# Spark Plug Question



## iriegnome (Apr 4, 2011)

I bought my Craftsman lawn mower new in the box last year. Pulled the spark plug out and went to replace it, just because... It is a Champion RJ19HX.. Went to a couple of stores and no-one had the HX suffix. Went to Sears and no HX. The guy told me that the HX really didn't matter and sent me home with a RJ19LM. Well, my mower did not start. Got my manual out and checked the gap, .030.. Good there. So what is the difference with the suffix of the plugs


----------



## justin3 (Apr 10, 2007)

RJ19HX doesn't show up in champion's database, are you sure its a champion plug? All of the J19 series plugs are made in the same style, the RJ19LM plug shouldn't be an issue in your machine, sounds like you have another problem or a defective plug.


----------



## 30yearTech (Sep 14, 2006)

RJ19LM would work just as well as the RJ19HX. The HX is Champions racing series plug, same heat range, both resistor type plugs. LM is just a standard series plug. I only have the LM plugs and have always worked just fine. You may have gotten a bad plug, if the mower was working with your old plug, and now won't. Otherwise you may have another issue, totally independent of the spark plug.


----------



## iriegnome (Apr 4, 2011)

So there is no real difference in the LM or HX plug? I just don't know anything about spark plugs. Well, not enough to know what a viable replacement would be. I had not started her up for this season as of yet. Worked perfectly when I put it into my garage for the winter. Pulled the mower out and took out the plug. Did not even try to start it.


----------



## justin3 (Apr 10, 2007)

Did you run stabilizer through the gas before you put it into storage?


----------



## shark (Feb 18, 2008)

You might want to check for spark first. Take the plug out, and connect it to the plug wire. Make sure the metal on the plug is touching bare metal on the motor. Then pull the recoil a few times. You should get spark at the plug. If no spark, you might have a bad coil, Bruce


----------



## 30yearTech (Sep 14, 2006)

your no start issue is probably more fuel related then ignition. When a unit sits up with any fuel at all in it for a length of time, the fuel can break down in the carburetor and even though you may have added fresh fuel to the tank, you need to get rid of all the old stuff in the carburetor. 

If you have a push type primer, try pushing it around 25 to 30 times with the air filter element removed from the carburetor. Clean up any excess fuel that may have dribbled out, and then try starting it.
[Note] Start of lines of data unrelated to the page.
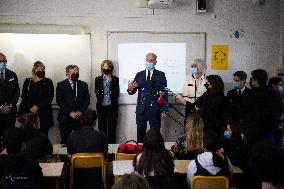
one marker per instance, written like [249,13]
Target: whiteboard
[56,51]
[175,53]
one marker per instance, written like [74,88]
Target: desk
[52,170]
[112,148]
[4,151]
[125,166]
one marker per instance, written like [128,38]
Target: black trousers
[107,120]
[6,121]
[154,119]
[67,127]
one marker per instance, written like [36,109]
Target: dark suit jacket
[65,99]
[113,90]
[10,91]
[236,104]
[148,94]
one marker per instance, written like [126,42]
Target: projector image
[159,4]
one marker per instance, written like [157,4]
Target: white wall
[258,48]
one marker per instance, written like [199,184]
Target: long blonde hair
[194,132]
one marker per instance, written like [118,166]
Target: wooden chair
[87,160]
[209,182]
[123,156]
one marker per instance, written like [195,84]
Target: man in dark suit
[236,95]
[149,83]
[73,98]
[9,96]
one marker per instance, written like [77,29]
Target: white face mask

If you don't have a push type primer, then you can loosen the float bowl nut and put an old rag underneath it and let the fuel drain out for about 10 - 15 seconds, this will allow enough fresh fuel into the carburetor for it to start.

It would also be a good idea to check for spark as directed in the previous post before you do any of this, but I suspect you will find that you have spark.

Best of Luck...


----------